During Lotus japonicas–Mesorhizobium loti symbiosis, the LOTUS HISTIDINE KINASE1 (LHK1) cytokinin receptor regulates both the initiation of nodule formation and the scope of root infection. However, the exact spatio‐temporal mechanism by which this receptor exerts its symbiotic functions has remained elusive.

•In this study, we performed cell type‐specific complementation experiments in the hyperinfected lhk1‐1 mutant background, targeting LHK1 to either the root epidermis or the root cortex. We also utilized various genetic backgrounds to characterize expression of several genes regulating symbiotic infection.
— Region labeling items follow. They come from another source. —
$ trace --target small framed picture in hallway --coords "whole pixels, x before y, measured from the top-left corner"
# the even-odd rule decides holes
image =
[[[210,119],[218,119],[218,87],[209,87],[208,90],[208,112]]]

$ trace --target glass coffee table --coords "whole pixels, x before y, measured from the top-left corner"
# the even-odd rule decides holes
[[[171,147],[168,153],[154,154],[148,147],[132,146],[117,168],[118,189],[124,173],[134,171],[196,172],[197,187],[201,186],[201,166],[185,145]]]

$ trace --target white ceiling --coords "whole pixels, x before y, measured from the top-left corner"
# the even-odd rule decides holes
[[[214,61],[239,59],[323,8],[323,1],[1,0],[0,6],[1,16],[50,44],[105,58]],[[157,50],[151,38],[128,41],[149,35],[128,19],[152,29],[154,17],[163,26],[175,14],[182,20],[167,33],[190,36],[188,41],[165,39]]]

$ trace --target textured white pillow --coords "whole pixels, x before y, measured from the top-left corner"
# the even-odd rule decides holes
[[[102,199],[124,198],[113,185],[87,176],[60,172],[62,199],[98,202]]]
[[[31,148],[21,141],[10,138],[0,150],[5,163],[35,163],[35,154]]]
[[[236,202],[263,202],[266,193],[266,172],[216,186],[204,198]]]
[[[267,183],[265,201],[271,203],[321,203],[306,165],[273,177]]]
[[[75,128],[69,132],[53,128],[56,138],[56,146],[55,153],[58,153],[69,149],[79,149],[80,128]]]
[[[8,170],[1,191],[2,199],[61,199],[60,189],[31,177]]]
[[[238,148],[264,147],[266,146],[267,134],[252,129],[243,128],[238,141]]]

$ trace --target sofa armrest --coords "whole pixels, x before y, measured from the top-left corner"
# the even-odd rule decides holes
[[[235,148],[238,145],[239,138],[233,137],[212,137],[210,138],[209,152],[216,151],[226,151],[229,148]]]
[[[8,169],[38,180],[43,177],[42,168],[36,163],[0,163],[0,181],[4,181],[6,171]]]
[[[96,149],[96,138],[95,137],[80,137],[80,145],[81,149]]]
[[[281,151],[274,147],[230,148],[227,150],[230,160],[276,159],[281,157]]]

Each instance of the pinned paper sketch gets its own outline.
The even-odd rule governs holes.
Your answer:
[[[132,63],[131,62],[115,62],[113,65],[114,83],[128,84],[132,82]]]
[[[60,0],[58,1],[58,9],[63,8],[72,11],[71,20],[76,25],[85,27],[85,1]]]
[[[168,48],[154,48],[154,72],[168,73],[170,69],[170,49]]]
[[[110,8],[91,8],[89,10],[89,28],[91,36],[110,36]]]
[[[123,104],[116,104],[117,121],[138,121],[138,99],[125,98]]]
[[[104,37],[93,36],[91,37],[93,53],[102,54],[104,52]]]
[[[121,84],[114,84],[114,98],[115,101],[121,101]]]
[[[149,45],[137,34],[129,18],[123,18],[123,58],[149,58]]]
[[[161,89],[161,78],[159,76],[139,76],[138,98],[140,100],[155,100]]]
•We show here that expression of LHK1 in the root cortex is required and sufficient to regulate both nodule formation and epidermal infections. The LHK1‐dependent signalling that restricts subsequent infection events is triggered before initial cell divisions for nodule primordium formation. We demonstrate also that AHK4, the Arabidopsis orthologue of LHK1, is able to regulate M. loti infection in L. japonicus, suggesting that an endogenous cytokinin receptor could be sufficient for engineering nitrogen‐fixing root nodule symbiosis in nonlegumes.

•Our data provide experimental evidence for the existence of an LHK1‐dependent root cortex‐to‐epidermis feedback mechanism regulating rhizobial infection. This root‐localized regulatory module functionally links with the systemic autoregulation of nodulation (AON) to maintain the homeostasis of symbiotic infection.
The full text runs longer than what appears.